Of all the problems in medical economics the plight of Primary Care physicians is certainly a valid issue. In any preventive construct it will largely be Primary Care physicians who will form the skeleton of the system. And there is a problem …
In any business there is a natural tension between owners, who must survive on the net proceeds of the business and employees who can demand ever increasing compensation. We are seeing this with Primary Care as overall physician income continues to drop while Advance Practice Nurses and Physician Assistants continue to demand higher and higher income.
What Medicare has done is ignore a basic economic model and instead punished specialists by refusing to pay for consultative services. Keep in mind the services continue to be provided, an opinion is rendered and the patient is returned to the referring physician.
Placing one’s hands over one’s eyes does not a problem make go away.
And yet this is Medicare’s solution. Keep in mind the basic problem does not go away and as we see so often the solution provided by Medicare is no solution at all but only serves to move the problem further into the future for some other administration and some other Congress to solve.
The approach to physician compensation is archaic and hearkens back to the days when solo physicians provided the majority of patient care. Today’s health care system is designed to deploy a stratified approach to patient care based on matching specific training with the perception of need based on the patient’s specific condition. At times this involves the use of Mid-Level Providers such as Advance Practice Nurses and/or Physician Assistants, often requiring supervision by a physician. In such a situation not only does Medicare reimburse the encounter at a reduced rate, but provides no compensation for the physician for the assumption of risk and time commitment required to provide adequate supervision.

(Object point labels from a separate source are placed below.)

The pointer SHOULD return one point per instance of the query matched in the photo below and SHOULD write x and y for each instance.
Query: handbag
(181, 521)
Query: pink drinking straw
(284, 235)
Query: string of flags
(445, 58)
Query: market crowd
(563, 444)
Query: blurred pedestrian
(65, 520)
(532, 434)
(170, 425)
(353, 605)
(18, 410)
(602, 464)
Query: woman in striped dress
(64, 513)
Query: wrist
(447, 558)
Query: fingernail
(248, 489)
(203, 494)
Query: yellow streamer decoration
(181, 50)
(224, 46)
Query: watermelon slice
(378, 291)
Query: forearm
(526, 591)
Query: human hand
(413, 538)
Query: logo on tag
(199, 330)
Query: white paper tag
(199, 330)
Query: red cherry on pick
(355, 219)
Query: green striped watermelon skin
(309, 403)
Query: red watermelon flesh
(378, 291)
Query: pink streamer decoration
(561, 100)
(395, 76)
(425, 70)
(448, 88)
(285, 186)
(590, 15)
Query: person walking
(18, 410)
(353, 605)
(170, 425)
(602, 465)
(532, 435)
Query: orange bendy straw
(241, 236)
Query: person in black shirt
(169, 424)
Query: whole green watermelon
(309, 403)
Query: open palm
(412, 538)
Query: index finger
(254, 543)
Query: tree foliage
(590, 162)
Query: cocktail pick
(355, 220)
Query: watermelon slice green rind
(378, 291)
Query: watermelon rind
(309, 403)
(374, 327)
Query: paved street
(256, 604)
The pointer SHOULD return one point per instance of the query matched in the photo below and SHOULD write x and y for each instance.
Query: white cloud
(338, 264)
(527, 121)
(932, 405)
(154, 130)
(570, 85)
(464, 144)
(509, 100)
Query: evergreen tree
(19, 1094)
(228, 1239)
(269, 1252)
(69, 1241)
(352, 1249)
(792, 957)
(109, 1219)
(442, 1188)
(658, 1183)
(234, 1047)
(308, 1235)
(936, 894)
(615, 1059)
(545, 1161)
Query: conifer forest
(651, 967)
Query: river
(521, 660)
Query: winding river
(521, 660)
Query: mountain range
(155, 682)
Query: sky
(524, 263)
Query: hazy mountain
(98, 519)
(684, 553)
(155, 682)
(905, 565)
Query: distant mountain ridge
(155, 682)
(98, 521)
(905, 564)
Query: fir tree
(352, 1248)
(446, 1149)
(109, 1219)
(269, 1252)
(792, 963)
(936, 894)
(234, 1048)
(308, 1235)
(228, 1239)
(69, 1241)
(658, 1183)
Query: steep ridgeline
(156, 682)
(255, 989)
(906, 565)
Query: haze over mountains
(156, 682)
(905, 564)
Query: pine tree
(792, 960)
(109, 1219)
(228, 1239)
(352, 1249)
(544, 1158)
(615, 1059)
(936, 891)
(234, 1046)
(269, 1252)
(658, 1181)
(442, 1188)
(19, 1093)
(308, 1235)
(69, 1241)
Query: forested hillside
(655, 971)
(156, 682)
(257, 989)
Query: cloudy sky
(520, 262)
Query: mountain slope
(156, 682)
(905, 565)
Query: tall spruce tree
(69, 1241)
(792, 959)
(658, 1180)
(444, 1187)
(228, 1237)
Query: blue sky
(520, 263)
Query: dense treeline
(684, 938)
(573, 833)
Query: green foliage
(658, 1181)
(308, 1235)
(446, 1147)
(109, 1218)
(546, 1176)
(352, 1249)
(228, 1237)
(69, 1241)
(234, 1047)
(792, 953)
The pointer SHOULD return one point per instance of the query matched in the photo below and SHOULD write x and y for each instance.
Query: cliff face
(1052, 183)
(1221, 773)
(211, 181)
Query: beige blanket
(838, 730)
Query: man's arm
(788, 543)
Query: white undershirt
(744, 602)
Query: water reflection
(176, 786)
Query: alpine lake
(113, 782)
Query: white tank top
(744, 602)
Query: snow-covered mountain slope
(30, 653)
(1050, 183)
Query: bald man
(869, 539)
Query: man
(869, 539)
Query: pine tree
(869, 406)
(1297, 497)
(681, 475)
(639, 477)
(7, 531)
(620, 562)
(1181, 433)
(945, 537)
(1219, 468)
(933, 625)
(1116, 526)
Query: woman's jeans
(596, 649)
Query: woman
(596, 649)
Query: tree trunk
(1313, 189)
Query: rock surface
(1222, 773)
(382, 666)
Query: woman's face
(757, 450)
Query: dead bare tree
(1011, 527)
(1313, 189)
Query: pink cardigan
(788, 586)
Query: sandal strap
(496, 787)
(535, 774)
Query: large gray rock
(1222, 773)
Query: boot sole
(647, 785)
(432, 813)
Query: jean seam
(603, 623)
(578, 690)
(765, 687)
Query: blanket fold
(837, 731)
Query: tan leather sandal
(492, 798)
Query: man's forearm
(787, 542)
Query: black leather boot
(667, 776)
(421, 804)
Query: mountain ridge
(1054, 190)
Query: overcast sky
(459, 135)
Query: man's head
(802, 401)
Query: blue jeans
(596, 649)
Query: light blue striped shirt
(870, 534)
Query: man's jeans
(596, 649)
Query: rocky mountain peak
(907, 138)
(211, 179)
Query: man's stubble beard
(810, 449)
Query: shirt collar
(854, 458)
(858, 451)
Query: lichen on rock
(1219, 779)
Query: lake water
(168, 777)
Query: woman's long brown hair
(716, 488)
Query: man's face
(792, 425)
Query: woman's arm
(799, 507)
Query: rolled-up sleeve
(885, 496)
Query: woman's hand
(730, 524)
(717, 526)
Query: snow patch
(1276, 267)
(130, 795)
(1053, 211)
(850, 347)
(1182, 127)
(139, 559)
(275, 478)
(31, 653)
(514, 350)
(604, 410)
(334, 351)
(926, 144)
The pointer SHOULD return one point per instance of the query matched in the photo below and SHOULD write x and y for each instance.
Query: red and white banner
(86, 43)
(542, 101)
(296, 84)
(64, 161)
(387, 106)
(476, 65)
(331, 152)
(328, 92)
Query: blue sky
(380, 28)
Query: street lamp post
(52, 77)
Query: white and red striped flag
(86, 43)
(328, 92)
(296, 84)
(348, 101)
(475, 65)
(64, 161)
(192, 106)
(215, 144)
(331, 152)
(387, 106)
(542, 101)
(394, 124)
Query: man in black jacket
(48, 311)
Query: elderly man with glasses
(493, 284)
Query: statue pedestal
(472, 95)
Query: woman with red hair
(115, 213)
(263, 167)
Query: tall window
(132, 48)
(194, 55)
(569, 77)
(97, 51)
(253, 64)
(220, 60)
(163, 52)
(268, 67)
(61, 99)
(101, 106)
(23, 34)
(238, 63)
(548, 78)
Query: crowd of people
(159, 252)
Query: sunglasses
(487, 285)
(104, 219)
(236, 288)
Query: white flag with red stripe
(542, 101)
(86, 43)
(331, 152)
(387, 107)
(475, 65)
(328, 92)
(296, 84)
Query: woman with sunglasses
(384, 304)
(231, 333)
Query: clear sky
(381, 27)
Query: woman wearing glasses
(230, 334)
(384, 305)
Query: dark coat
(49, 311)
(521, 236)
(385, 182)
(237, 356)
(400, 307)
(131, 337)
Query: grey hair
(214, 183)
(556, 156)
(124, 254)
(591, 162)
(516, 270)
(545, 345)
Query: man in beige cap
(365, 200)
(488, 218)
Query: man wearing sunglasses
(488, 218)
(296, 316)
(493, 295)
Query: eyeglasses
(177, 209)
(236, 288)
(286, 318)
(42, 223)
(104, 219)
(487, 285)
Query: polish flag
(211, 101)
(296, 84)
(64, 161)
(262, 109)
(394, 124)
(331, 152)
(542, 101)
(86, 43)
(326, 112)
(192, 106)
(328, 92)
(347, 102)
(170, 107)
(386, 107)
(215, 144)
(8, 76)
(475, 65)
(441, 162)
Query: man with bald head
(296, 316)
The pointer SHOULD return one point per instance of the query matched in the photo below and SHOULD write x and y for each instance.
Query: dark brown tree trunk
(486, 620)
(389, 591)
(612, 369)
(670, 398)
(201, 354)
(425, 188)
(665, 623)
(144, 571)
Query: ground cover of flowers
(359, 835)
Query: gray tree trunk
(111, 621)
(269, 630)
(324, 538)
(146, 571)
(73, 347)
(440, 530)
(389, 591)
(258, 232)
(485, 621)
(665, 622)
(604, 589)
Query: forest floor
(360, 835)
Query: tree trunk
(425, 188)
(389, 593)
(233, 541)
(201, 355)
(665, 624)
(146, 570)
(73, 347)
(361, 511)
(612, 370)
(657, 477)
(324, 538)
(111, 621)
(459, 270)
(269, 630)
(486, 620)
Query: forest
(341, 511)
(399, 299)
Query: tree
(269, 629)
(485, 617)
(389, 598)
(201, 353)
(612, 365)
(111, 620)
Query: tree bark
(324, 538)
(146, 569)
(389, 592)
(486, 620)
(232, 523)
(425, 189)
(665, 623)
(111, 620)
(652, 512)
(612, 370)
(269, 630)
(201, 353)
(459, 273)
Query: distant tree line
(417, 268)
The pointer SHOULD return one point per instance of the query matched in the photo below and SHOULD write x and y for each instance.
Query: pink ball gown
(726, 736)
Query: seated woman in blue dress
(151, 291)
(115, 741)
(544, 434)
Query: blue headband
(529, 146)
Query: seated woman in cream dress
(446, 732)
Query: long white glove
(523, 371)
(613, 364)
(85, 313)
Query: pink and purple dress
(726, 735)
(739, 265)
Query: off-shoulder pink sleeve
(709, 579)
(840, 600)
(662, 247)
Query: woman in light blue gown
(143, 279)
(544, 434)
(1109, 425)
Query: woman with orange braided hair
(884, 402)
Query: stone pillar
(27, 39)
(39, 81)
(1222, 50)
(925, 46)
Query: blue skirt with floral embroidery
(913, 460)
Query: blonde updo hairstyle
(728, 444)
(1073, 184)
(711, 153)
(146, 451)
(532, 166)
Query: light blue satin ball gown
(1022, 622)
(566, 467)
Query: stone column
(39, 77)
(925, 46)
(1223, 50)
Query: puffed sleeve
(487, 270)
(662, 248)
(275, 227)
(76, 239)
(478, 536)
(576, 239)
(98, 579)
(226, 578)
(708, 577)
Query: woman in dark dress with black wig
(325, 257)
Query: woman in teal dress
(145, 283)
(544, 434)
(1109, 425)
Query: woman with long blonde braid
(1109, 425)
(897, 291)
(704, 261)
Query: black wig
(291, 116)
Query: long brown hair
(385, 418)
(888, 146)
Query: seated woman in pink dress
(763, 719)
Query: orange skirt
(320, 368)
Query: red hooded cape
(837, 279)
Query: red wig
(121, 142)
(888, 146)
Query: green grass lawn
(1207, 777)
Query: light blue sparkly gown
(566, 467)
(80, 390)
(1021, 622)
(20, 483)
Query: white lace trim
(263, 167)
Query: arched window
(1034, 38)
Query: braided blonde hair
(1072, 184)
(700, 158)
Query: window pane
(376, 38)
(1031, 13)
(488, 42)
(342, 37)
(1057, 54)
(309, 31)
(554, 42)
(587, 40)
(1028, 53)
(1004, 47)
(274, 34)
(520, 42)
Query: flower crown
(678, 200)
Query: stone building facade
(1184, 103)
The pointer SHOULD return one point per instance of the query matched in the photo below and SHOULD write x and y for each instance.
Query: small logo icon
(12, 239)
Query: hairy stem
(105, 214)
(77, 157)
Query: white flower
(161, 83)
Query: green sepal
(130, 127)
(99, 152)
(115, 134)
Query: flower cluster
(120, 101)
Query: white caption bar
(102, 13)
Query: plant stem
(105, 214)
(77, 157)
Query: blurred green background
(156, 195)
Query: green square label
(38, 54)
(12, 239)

In the current reimbursement construct for Primary Care physicians who deploy Mid-Level Providers they find themselves in a downward spiral of compensation with more and more of their time spent supervising without compensation. Make no mistake the solution is NOT to replace Primary Care with more Mid-Level Providers. While talented and well trained Mid-Level Providers did not attend medical school while their supervising physicians did.
The solution does not involve ignoring the problem. The solution involves paying the providers for what they do. For physicians who deploy Mid-Level Providers, they deserve to be paid for their supervision. For specialists who continue to provide consultative services? Pay them for the work they do.